The evidence, he said, was in John's gospel. Standing at the foot of the cross, John had witnessed the spear go into Jesus's side and had seen blood and water flowing out.

It's amazing to me that this detail is included, because it affirmed to this doctor -- and others -- that Jesus died of a ruptured heart. Clotted blood separates from a watery sac that surrounds the heart. So when the spear went into Jesus's side, what exited was blood and water, the doctor said. If He'd been alive, there would have been spurts of red blood as the heart continued to beat.

This morning I wanted to find out if there was more evidence to back up this doctor's claim ... And I found this great article! If you're interested, check out this link:

How cool is it that after 2000 years, the written account of Jesus's death can be affirmed scientifically?

Do you think it a miracle that God had John include that detail in his account ... or just a coincidence?
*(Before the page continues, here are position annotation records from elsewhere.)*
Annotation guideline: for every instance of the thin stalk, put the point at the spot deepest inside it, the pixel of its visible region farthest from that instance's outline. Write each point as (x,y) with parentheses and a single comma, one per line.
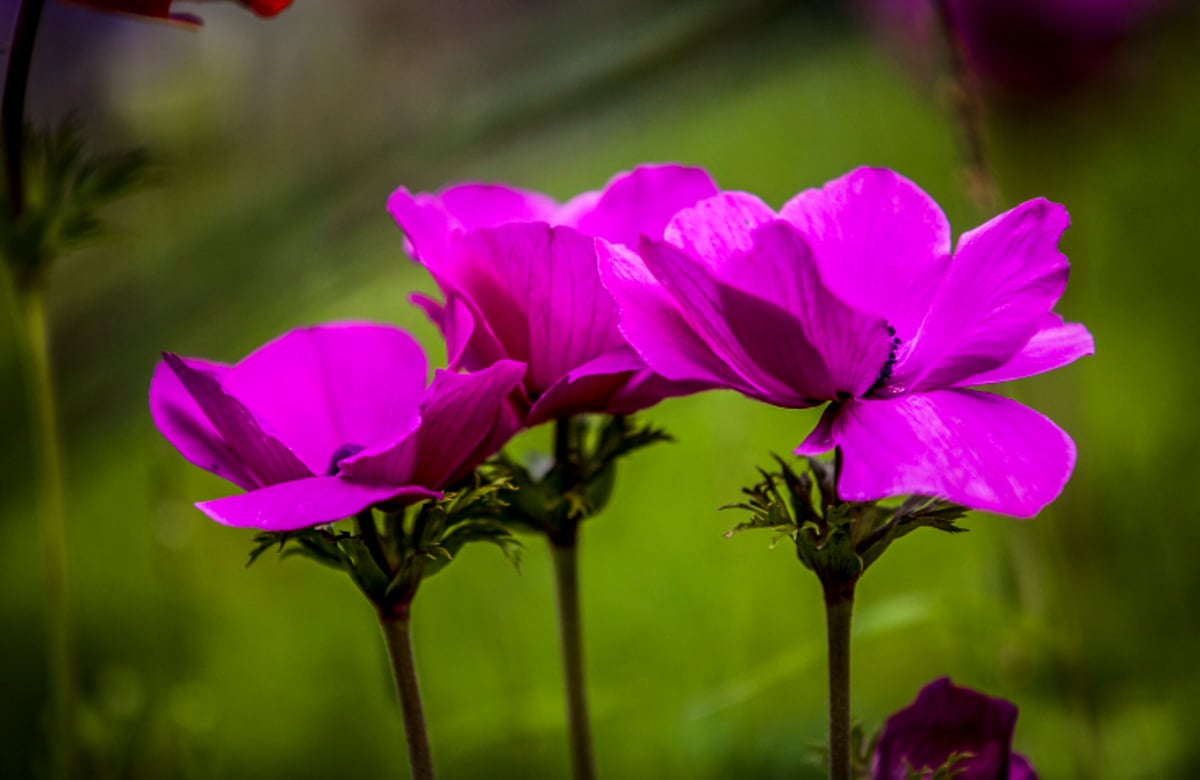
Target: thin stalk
(400,651)
(43,415)
(565,555)
(967,105)
(839,609)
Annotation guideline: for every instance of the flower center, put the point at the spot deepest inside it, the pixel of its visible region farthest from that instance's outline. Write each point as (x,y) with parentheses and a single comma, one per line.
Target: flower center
(888,365)
(341,454)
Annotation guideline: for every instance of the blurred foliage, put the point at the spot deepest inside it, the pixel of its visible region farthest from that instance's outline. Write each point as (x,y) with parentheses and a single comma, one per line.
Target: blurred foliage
(281,142)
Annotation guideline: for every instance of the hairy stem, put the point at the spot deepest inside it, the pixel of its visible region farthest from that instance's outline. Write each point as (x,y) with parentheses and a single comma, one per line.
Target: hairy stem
(565,553)
(400,651)
(839,600)
(967,107)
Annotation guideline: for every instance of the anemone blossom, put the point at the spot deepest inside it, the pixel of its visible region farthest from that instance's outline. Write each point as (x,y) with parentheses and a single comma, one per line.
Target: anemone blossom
(947,720)
(325,421)
(520,277)
(852,295)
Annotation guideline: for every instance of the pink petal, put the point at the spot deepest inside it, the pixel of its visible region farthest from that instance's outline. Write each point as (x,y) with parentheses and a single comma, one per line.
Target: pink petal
(946,720)
(881,243)
(261,455)
(1006,276)
(484,205)
(431,220)
(717,228)
(640,203)
(654,324)
(797,343)
(1055,345)
(459,414)
(427,226)
(1019,768)
(973,448)
(615,383)
(305,503)
(538,288)
(321,389)
(471,343)
(185,425)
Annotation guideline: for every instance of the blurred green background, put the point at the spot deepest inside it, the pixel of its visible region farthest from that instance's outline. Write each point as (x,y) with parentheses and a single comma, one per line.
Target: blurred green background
(280,142)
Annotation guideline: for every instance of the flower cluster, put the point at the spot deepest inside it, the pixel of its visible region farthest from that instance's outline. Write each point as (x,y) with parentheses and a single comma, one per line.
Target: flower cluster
(657,286)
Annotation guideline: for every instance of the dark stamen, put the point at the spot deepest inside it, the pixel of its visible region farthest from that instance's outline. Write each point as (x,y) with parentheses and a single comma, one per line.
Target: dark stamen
(889,365)
(342,453)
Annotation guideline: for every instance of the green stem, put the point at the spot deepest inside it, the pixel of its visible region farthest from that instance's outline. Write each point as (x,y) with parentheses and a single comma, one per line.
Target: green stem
(400,651)
(839,600)
(370,533)
(52,513)
(565,553)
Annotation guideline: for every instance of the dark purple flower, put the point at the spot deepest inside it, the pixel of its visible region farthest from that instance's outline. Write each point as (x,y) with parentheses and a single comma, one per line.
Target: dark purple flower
(946,720)
(325,421)
(1029,47)
(519,273)
(851,294)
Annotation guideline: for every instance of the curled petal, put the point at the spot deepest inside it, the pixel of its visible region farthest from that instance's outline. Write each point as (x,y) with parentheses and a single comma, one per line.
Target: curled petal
(427,226)
(972,448)
(881,243)
(539,291)
(184,424)
(323,388)
(460,413)
(485,205)
(615,383)
(719,227)
(796,342)
(261,455)
(639,203)
(1006,276)
(471,343)
(306,502)
(655,327)
(1055,345)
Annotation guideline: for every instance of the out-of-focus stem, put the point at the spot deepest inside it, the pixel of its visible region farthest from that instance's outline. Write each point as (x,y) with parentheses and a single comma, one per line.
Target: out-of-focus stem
(967,105)
(12,113)
(839,600)
(52,511)
(400,651)
(565,553)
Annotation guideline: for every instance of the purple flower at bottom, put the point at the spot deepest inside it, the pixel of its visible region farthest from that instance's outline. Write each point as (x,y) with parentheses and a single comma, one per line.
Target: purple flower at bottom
(851,294)
(325,421)
(520,277)
(946,720)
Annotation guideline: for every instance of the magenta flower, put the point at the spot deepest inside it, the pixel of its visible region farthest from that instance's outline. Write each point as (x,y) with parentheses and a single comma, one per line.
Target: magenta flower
(851,294)
(325,421)
(946,720)
(520,277)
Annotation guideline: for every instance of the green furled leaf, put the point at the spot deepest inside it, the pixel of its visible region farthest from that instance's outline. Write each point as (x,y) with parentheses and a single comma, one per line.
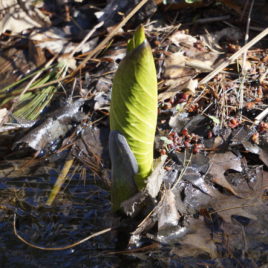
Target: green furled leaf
(134,102)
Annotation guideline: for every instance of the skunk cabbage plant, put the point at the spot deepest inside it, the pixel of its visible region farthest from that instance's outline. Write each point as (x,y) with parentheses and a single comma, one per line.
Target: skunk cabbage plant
(133,110)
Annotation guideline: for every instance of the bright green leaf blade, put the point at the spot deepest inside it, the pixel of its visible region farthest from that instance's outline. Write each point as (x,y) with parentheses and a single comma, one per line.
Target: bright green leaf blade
(134,103)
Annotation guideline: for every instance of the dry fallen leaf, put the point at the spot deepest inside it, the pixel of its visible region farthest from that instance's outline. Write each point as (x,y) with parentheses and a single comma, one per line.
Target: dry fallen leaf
(221,162)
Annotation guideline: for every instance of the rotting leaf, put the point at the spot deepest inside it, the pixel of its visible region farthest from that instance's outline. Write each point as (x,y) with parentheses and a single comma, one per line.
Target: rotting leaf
(221,162)
(53,127)
(197,242)
(155,179)
(168,215)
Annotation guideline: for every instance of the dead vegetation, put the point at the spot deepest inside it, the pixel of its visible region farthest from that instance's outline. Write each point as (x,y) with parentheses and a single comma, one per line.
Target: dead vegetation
(56,77)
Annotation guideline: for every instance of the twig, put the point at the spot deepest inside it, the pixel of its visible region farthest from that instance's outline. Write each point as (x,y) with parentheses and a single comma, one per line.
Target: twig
(234,57)
(111,35)
(57,248)
(241,88)
(261,116)
(86,38)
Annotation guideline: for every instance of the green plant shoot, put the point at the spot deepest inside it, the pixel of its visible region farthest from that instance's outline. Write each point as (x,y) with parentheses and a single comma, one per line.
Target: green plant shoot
(134,102)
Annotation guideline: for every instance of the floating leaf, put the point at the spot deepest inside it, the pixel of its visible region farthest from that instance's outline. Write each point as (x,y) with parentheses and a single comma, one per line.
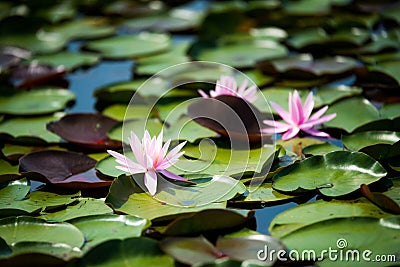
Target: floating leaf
(304,67)
(29,130)
(152,64)
(348,234)
(126,197)
(381,200)
(36,102)
(7,171)
(139,251)
(80,208)
(349,121)
(68,60)
(230,116)
(132,46)
(334,174)
(23,229)
(100,228)
(62,168)
(242,55)
(361,140)
(307,214)
(85,129)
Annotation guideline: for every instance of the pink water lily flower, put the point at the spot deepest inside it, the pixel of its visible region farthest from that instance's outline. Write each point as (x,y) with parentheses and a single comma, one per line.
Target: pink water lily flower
(298,118)
(151,157)
(227,85)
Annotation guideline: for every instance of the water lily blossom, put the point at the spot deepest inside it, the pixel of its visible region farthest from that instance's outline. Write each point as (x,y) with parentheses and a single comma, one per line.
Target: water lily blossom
(227,85)
(298,118)
(152,157)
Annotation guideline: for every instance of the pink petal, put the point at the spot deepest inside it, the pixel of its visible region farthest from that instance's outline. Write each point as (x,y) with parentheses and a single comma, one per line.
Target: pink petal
(202,93)
(150,181)
(308,106)
(315,132)
(292,132)
(323,119)
(294,110)
(172,175)
(319,113)
(281,112)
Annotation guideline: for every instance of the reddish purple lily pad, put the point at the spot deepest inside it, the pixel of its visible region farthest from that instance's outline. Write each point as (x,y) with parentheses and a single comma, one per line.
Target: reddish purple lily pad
(230,116)
(34,74)
(88,130)
(62,168)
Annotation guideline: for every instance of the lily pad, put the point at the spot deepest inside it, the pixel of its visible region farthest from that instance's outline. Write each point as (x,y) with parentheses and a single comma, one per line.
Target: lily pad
(349,121)
(7,171)
(126,197)
(230,116)
(68,60)
(243,55)
(334,174)
(348,234)
(131,46)
(303,215)
(62,168)
(36,102)
(207,221)
(33,202)
(100,228)
(138,251)
(29,130)
(80,208)
(85,129)
(357,141)
(305,67)
(24,229)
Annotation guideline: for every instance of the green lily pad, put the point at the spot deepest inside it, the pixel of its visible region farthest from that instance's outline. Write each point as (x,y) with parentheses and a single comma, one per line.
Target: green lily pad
(25,229)
(152,64)
(334,174)
(139,251)
(123,92)
(59,250)
(304,67)
(36,102)
(68,60)
(15,200)
(86,28)
(126,197)
(380,236)
(361,140)
(242,55)
(306,214)
(390,110)
(29,130)
(131,46)
(349,121)
(100,228)
(321,149)
(80,208)
(207,221)
(216,160)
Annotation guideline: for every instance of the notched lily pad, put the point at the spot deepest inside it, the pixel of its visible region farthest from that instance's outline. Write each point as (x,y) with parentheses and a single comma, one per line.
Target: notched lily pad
(86,129)
(230,116)
(334,174)
(36,102)
(62,168)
Personally, I think the case for the miracle has been made.

1 comment:

  1. COunt me in on the "miracle side"! Christians are "foolishness" to the unbelievers. It is just another indication that the Word of God is true. I comes true over and over with such miracles and we "see", FINALLY, if we let God show us the insight.
    Your blog is a thought-provoking one. After years of working among unbelievers, I wish, now, I had written down all the "miracle encounters" myself. Thank you for all your sharing. P.S. It would have been RATHER hard for Jesus to roll that stone away at the entry of the cave where He was buried. Just the rolling away of the stone to get out of there was a miracle goodness. Somebody had to be at work with 2 guards standing there in addition. Who did they manage the guards? What can I say? Yippee!